Updated: 6 days ago
I knew very little about life on the Pitcairn Islands in 2020, other than it just being the island inhabited by the Bounty Mutineers all those years ago. But what was it like today?
On February 19th 2020, I found myself in the lucky position to have an exclusive tour of the island to be able to photograph and video the island for cruise ship commercial purposes, I was so honoured to be selected as part of this special day.
Myself and a select few others including the Captain of MS Amsterdam, Holland America Line were picked up by the locals from the island. We went down the side of the gigantic luxury liner by a rope ladder and into the wooden boat belonging to the natives of Pitcairn. It was like stepping back in time or into a world that seemed so far away from that of the cruise ship life.

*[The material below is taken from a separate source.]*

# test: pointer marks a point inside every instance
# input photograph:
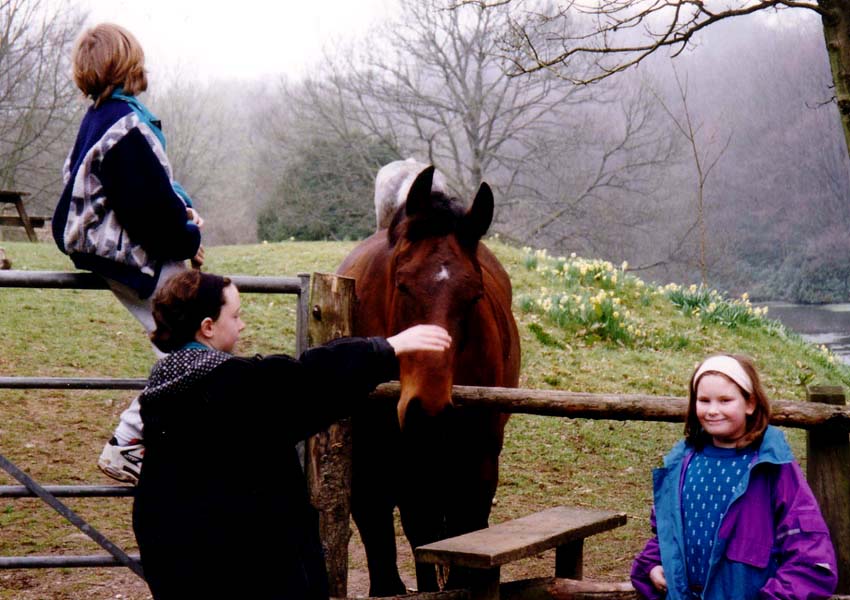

Swapping a life of a ship capacity of over 2000 people to visit the least populous island in the world - Pitcairn Island: Total population 48 (2020)
As we sailed away from the cruise ship and an abundance of curious cruise passengers who unfortunately for them, had to remain on board, we sailed closer and closer to the Island itself and the history that smothers it. It was so incredibly moving and atmospherical to be stepping onto the actual Island. The landscape remains so untouched it really makes you feel like so little must have changed since the 1700s when the Island was first inhabited by the original mutineers themselves.
Our tour guide for the day was Steve Fletcher, Steve is a direct descendant of Christian Fletcher, the Master's mate who sailed on the Tahitian voyage in 1789. Christian seized command of HMS Bounty and was one of only 9 mutineers who settled on the isolated island, where the Bounty soon after burned. Christian died 4 years later and there are various accounts for how he died, but his body lies at the Pitcairn Island Graveyard. The generations he left behind remain to share his stories, including Steve.
The incredible story of this Island literally makes for hours of reading and discovering. But I won't go on about that here like I'm Wikipedia. Instead, I choose to share my experiences through these photographs plus a short video of my day.
Big thanks to Holland America for this once in a lifetime opportunity to experience the historical island and to the Islanders of Pitcairn who were all so incredibly welcoming. Thank you for sharing your stories. It was a day I will never, ever forget.